Во второй половине 1990-х Павла Загребельного пригласили участвовать в заседании Шевченковского комитета. Ему часто приходилось на этих заседаниях отстаивать свои знания и убеждения. Одно из них запомнилось тем, что пришлось не просто, как обычно, защищать свои взгляды, но и проявить свой бескомпромиссный и жесткий характер. На последнем, решающем этапе этого заседания обсуждались и утверждались кандидатуры творческой группы телеспектакля «Этот симпатичный бес» по повести «Иван Иванович» Николая Хвылевого (1893—1933). Все шло к позитивному решению, как вдруг спокойствие нарушил председатель комитета Владимир Яворивский. «Нужно Татьяну Назарову, супругу Дмитрия Табачника, вычеркнуть, – изрек меланхолично, – а то не ровен час обидится Сам. Он ведь только что главу администрации с треском с работы выгнал».
По иронии судьбы, Яворивский еще недавно приходил на прием к главе администрации президента Дмитрию Табачнику и испрашивал должность. Леонид Кучма назначил В. Яворивского председателем комитета именно по представлению главы администрации Дмитрия Табачника. А в тот день председатель комитета забил тревогу. Но для соблюдения «демократичности» процедуры предложил раздельно голосовать: сначала за Т. Назарову, потом за остальных создателей фильма. Режиссер спектакля Михаил Резникович возмутился и предложил вообще снять вопрос с рассмотрения. Но голосование прошло по задумке Яворивского. Тогда Загребельный и Резникович, не сговариваясь, поднялись и хлопнули дверью.

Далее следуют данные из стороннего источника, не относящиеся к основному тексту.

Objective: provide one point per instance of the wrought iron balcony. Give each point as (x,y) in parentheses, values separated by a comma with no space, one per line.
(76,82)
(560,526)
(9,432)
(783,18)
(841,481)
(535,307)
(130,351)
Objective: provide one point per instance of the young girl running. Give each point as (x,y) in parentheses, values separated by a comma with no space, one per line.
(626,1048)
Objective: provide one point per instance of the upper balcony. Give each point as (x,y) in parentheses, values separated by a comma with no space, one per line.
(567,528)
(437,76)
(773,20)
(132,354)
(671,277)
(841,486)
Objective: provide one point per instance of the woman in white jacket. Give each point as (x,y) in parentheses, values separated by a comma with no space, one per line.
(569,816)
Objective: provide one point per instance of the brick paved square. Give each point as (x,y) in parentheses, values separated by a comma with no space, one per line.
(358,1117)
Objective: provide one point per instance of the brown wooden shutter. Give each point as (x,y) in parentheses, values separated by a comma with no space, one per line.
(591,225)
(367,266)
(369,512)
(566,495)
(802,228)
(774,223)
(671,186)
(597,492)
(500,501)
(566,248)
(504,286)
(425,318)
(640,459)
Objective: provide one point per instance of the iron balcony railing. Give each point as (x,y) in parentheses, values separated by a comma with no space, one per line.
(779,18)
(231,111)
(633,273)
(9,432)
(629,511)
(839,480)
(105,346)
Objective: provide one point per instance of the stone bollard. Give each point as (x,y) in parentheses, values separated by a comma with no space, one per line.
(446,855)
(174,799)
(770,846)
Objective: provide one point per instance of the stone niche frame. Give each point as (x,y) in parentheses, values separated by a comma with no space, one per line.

Оставшиеся члены комитета провели переголосование и поддержали двух коллег-мятежников. Может, совесть проснулась или проснулся характер!
Герой «Юлии…» Шульга, рассматривая «Меланхолию» Дюрера, соглашался со своей собеседницей, что меланхолия – глубинная суть украинского характера. Если к ней добавить горилки.
Библиография последней четверти века жизни Загребельного до конца 1990-х запутанна. Некоторые его новые произведения не издавали вообще. Другие изредка выходили такими смехотворными тиражами, что их судьбу невозможно проследить. Только в нулевых харьковское издательство «Фолио» издало пятитомное собрание сочинений Загребельного, стало постоянно переиздавать и печатать его новые книги. Всего за последнюю четверть века своей жизни отец написал одиннадцать романов и повестей, около 20 рассказов. Он оставил несколько неоконченных рукописей, в том числе исторические романы «Зограф» и «Имперский заложник», не чурался публицистики. Его интервью, статьи, выступления постоянно публиковали мастера украинской журналистики Дмитрий Гордон и Александр Швец. Лариса Копань способствовала двум изданиям книги статей «Думки нарозхрист», основу которой составили публикации в 1990-х в «Українській газеті» при содействии Валерия Жолдака.
Загребельный продолжал свои любимые темы – приключения, детектив, фантастика: «Бесследный Лукас» (1989), «Ангельская плоть» (1993), «Пепел снов» (1995). Отец уважал мастеров детективов, триллеров, авторов украинских бестселлеров, произведения которых и сегодня читают в самом непредвзятом сообществе – интернете. Это и Владимир Кашин, и Ростислав Самбук. Кстати, отец Кашина до 1941-го был фотографом в полтавском райцентре Кобеляки, и у него однажды сфотографировалась семья Загребельных с маленьким Павлом. В 1960—1970-х в Ирпене Загребельный и Кашин устраивали иногда баталии один на один в карты – в «дурака». Семья Самбук жила около Кончи-Озерной, в селе Плюты, они часто наезжали к моим родителям в 1980-х – первой половине 1990-х. В конце 1960-х отец познакомил меня с Игорем Рощуком, который пришел к творчеству через испытания по ту сторону добра и зла.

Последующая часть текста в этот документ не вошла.